Ecco le motivazioni degli ermellini della Cassazione e cosa cambia per le pensioni e per i contributi figurativi
Ciò che dice la Corte di Cassazione è che la legge Fornero disciplina le prestazioni pensionistiche a decorrere dal 1° gennaio 2012. E con riferimento ai soggetti la cui pensione è liquidata a carico dell’Assicurazione Generale Obbligatoria (AGO) e delle forme sostitutive ed esclusive della medesima. Nonché della gestione separata di cui all’articolo 2, comma 26, della legge numero 335 del 1995.
“All’esito della riforma, dunque, il vecchio requisito dei 35 anni non opera più nel nuovo sistema”
Questo in sostanza ciò che dicono gli ermellini.
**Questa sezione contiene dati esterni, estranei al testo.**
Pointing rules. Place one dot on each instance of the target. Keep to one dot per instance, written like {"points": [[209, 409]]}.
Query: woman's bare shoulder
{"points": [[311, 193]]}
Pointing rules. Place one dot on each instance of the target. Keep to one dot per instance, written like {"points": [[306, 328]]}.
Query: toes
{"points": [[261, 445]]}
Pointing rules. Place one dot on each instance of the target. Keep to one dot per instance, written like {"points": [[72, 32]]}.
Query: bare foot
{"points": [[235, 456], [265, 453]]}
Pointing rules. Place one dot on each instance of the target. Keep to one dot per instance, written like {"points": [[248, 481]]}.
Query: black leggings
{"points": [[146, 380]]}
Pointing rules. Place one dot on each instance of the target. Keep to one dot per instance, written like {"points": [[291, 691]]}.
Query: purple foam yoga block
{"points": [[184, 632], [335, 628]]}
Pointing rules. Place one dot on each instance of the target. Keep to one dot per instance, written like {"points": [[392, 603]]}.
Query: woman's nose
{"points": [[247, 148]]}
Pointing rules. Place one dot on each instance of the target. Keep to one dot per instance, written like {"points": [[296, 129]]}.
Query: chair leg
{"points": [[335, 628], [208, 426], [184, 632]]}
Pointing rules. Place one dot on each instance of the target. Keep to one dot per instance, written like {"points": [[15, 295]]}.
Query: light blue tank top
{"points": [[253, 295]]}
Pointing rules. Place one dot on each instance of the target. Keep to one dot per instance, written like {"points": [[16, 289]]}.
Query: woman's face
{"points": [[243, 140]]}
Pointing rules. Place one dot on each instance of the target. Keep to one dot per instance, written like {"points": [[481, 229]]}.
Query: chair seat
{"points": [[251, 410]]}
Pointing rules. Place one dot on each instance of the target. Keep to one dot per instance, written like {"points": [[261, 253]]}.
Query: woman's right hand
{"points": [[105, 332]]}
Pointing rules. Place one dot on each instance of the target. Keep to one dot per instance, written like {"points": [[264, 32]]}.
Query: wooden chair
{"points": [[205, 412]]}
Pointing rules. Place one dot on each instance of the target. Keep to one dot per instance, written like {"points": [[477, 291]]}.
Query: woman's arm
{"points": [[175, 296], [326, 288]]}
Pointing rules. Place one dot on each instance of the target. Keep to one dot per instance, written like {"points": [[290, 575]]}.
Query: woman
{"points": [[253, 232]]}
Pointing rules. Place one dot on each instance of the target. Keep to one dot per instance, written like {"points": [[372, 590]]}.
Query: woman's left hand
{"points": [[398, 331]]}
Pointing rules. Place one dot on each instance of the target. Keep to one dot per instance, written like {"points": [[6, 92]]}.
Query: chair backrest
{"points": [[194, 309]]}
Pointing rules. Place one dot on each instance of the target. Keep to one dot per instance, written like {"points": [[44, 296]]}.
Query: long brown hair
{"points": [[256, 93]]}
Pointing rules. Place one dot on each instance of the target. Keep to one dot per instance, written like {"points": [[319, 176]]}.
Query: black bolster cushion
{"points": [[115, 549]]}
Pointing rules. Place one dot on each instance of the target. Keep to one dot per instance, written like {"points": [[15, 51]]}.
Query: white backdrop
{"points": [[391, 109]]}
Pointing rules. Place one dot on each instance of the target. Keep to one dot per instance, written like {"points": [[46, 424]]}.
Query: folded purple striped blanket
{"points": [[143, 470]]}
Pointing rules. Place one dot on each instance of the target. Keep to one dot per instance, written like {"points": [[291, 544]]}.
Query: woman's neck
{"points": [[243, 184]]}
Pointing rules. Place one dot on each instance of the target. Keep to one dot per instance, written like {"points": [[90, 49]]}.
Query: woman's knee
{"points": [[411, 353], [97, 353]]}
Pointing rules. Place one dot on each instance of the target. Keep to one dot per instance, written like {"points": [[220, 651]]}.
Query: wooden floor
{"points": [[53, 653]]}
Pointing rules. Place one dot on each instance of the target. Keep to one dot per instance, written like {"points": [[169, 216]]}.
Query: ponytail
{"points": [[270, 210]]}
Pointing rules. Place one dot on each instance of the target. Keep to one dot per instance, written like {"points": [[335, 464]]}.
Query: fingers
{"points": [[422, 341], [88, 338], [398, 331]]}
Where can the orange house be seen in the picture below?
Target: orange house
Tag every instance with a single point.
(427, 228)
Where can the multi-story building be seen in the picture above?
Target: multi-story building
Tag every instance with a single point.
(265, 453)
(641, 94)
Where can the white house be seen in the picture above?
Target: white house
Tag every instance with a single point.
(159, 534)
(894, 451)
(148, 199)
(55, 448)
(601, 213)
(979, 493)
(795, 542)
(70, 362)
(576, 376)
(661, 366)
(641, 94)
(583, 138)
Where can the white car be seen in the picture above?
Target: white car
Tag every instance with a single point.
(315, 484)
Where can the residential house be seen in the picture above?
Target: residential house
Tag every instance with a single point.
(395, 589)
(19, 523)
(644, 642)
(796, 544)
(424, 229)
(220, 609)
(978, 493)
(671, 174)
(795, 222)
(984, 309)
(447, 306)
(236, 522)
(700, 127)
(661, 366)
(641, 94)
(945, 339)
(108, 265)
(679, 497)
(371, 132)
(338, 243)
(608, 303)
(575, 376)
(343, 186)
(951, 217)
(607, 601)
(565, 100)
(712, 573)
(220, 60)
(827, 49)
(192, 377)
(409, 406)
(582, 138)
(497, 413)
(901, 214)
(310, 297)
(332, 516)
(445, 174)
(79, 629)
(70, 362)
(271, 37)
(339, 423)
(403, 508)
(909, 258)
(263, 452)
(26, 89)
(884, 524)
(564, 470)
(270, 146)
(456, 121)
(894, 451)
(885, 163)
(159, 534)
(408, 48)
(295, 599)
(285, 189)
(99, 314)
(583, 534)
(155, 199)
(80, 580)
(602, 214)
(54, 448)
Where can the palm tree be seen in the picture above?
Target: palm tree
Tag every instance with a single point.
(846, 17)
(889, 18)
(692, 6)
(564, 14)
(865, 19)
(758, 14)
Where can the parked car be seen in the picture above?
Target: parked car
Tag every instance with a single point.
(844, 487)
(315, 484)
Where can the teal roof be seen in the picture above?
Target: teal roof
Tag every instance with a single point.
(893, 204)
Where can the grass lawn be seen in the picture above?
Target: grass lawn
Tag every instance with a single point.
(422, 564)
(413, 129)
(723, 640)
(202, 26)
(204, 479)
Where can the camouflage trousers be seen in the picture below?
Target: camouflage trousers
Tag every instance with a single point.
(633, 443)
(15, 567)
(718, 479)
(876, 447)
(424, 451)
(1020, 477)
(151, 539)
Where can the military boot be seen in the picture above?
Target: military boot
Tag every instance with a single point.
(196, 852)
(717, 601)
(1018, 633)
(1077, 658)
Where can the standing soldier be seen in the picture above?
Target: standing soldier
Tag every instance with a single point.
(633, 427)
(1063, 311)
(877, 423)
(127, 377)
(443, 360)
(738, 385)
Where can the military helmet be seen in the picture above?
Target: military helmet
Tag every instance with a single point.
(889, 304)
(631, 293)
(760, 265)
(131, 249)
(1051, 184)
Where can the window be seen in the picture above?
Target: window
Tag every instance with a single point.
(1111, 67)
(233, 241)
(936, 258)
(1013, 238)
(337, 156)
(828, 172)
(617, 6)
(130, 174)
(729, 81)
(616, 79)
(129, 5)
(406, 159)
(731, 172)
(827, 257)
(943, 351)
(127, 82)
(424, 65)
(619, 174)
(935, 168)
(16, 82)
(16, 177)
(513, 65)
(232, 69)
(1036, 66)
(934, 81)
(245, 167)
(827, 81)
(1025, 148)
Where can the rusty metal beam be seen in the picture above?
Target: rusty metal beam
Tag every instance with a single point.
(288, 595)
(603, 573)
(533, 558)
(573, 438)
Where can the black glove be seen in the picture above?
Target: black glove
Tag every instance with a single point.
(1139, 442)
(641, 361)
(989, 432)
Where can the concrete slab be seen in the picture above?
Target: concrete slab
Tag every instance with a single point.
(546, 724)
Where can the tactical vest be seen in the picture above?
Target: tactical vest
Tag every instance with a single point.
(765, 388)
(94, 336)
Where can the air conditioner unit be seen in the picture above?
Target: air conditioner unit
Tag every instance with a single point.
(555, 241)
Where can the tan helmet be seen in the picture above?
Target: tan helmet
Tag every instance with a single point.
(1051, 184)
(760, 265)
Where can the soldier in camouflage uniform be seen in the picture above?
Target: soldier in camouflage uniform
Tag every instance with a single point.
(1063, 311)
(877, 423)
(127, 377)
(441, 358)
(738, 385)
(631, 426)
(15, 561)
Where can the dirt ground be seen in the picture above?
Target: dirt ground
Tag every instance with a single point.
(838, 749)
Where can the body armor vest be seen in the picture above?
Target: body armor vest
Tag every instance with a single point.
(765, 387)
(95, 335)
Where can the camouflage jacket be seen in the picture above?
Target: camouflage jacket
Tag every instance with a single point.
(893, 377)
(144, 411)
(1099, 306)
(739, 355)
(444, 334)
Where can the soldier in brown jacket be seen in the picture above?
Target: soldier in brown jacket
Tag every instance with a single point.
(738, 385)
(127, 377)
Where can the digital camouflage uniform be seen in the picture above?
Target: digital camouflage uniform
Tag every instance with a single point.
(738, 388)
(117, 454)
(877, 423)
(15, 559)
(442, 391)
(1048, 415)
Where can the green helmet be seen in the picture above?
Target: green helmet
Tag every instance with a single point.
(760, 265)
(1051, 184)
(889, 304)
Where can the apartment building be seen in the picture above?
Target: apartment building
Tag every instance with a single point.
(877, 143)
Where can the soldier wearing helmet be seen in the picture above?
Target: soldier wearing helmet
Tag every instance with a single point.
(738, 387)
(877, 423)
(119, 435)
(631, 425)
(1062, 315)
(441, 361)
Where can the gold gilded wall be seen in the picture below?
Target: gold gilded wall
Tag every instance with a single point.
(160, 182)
Tradotto in termini pratici, è sbagliato respingere le domande di pensione anticipata ordinaria per un requisito che erroneamente si è deciso di portare, solo come interpretazione, dalle pensioni di anzianità precedenti. Trattandosi di due misure diverse, con carriere necessarie nettamente diverse (le pensioni di anzianità a 40 anni di versamenti, quelle anticipate a 42,10 o 41,10), è inevitabile che ci debbano essere differenze anche su questo paletto.
Presentare ricorso si può sulla reiezione della domanda di pensione anticipata
Pertanto, via libera all’uso di tutta la contribuzione figurativa anche per il diritto alla pensione. Come per la misura della prestazione, anche se non si rispetta il vincolo dei 35 anni effettivi. Significa che un lavoratore ha diritto, una volta raggiunti i 42,10 anni di versamenti, ad andare in pensione. Anche senza i 35 anni effettivi da lavoro.
Come sempre sottolineiamo, una sentenza di un tribunale non cambia le leggi e non modifica nemmeno la libera interpretazione delle norme da parte dell’INPS. Creando solo il precedente, però, dà diritto a eventuali ricorrenti contro una reiezione di una domanda di pensione di usare questo precedente come motivo di un eventuale ricorso, con ottime possibilità di vittoria in giudizio.